Enter Selenium, I started dabbing into selenium early last year when it was still version 0.2. It is now version 0.6 and a lot of web development projects are taking an interest for various reasons.
Selenium is a testing framework created from a series of html pages and javascript. This means you can extract a copy of selenium , write tests , save it in a folder inside the selenium directory and put it on a web server where a person can get to it thru a url. See a demo here http://www.openqa.org/selenium/demos.html
I've put together a Wiki page with some information about selenium http://www.openacs.org/wiki/Selenium. I hope to later expand that and add a quick start tutorial on how I've used selenium to test some of the OpenACS packages
The 2 most compelling reasons, I think, on using selenium for automated tests are
1 - End User Participation.
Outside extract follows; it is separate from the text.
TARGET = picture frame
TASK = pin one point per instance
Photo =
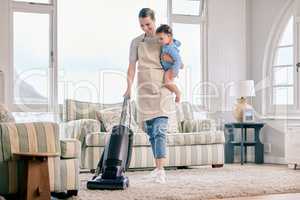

The potential to get end users involved in writing tests for a web application developed with the toolkit is high, specially with tools like the Selenium Recorder http://seleniumrecorder.mozdev.org/
2 - More Coverage. We're not only testing the individual tcl procedures and the api but the whole user experience with the web site/web application.
This leads me to my proposal to integrate selenium into our testing framework.
I know a TIP would be more appropriate but I would like to get the pulse of the community and how something like selenium can help increase the quality of the applications we deveolpe using the toolkit.